As high school counselors, we are always looking to make a bigger and more profound impact on students while still balancing all of the tasks throughout our day-to-day that come up! Our to-do list is never done and the amount of chaos is insurmountable.
It can be hard to find the motivation to try new ideas, learn new ways of doing things, or change our perspectives on “how things have always been done.” … or maybe it’s just hard to get your teammates to find the motivation to do these things, and you don’t know where to start. You must believe that what you do matters!
Here are 3 ways to make a more profound impact on students just by changing your mindset.
1- Be willing to grow and learn.
It does take energy to grow and learn. First, you have to find a topic you’re interested in. Then you have to find reliable training or a presenter you trust to learn from. I’ve sat through plenty of presentations that did not remotely relate to anything I was doing in my school counseling job. (These were usually presentations chosen FOR me… not me choosing them.)
Thankfully, there are opportunities out there for you to grow in your role/career and learn useful information that will help you make a profound impact on students. You just have to be willing to look for it, invest in it, and commit to doing the work to get to that place!
2- Be willing to take risks.
Learning something new can feel risky. What if it’s challenging? What if it requires technical skills I don’t have? What if I feel too old? What if I feel too young and inexperienced? What if my school situation is too unique to apply what I’ve learned? These might be some or all of your thoughts and fears surrounding diving into new professional learning endeavors.
What sort of risks could you or should you take?
Attend the conference session about a new initiative that feels a bit outside of your comfort zone. Learn about a student population with who you could gain more experience working. Challenge yourself to grow your school counseling program in new ways that work towards a comprehensive school counseling program. Set tangible and measurable goals for yourself, your students, your team, and your program. Can you imagine the impact on students you could have if you tried all or even ONE of these?
Where should you start? Implement a needs assessment with your caseload, a certain grade level, or your whole student population and use that data to dream up new programs or initiatives! Implement something that someone in your counselor community (virtual or actual colleagues you know at other schools) has tried and see if it works for you (using data, of course).
3- Be willing to advocate for your school counseling program.
Do you have big dreams for your school counseling program? Where do those dreams come from? I bet they started when you decided you wanted to have a major impact on high school students’ lives! Whether you’re part of a very established program or a baby school counseling program just trying to get off of the ground, you have to advocate for what you want and need.
One way that I like to practically do this is by strategically picking and inviting people to join our school counseling advisory council. There are certain people I want as a part of this group in order to win them over or educate them about our role or services. I also invite specific people based on new, fresh perspectives that I think we could use or places that I think we might have blind spots in the school. Advisory councils are great for figuring out what you’re doing well, but they’re also very valuable for noticing what can be better and accepting feedback.
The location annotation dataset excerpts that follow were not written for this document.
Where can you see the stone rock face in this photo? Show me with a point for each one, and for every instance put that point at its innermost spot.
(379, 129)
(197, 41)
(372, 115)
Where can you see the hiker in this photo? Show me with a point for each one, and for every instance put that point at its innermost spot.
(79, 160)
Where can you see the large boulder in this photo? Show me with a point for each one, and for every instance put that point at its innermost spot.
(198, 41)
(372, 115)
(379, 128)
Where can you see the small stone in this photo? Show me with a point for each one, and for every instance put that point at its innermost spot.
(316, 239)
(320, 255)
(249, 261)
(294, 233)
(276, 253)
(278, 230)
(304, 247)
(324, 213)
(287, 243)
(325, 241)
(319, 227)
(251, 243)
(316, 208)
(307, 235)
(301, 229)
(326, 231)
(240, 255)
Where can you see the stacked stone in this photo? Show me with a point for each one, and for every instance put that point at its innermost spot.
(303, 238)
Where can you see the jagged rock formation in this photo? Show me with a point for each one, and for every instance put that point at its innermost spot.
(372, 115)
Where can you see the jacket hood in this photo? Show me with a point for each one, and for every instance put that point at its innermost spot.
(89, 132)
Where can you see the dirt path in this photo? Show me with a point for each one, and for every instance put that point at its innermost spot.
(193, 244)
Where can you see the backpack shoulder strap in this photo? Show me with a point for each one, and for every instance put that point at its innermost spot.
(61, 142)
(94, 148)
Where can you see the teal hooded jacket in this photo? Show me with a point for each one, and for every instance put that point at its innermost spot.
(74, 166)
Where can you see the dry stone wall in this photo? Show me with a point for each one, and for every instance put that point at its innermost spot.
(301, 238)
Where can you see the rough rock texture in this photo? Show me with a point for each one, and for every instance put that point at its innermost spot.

You have to let others know what you do and why you do it. Your administrators and your teachers need to understand your role and the vision behind it. (Here’s a great resource I use to do that.) While you’re at it, why don’t you share the things that are going well in your school building as a result of your school counseling program?
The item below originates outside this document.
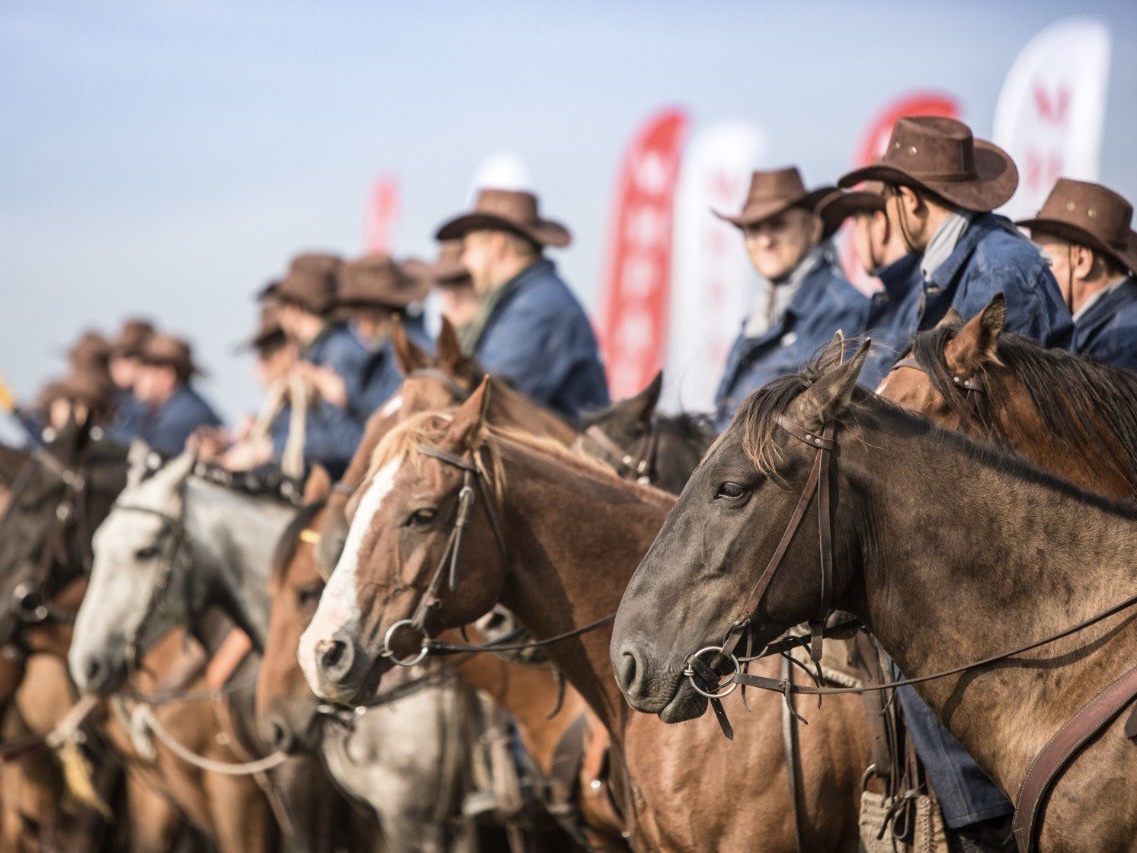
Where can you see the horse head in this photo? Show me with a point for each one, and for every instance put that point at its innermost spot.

Why are students different because of what you do? If you’re not willing to brag on your school counseling program, who else will? If your administrators know what you’re up to or what your goals are for yourself and your program then they will be so much more willing to support you when you reach out for help relating to your own professional development or training.
What if no one else notices what you do to impact students? Maybe they won’t. And what if your work is done in vain? Maybe it will be… but I doubt that if you’re implementing these three mindset shifts to ensure a more profound impact on your students.
You are making a difference. I want you to find the motivation you need to believe this to your core. Reframe your mindset, and watch your stakeholders begin to respect what you do and why you do it!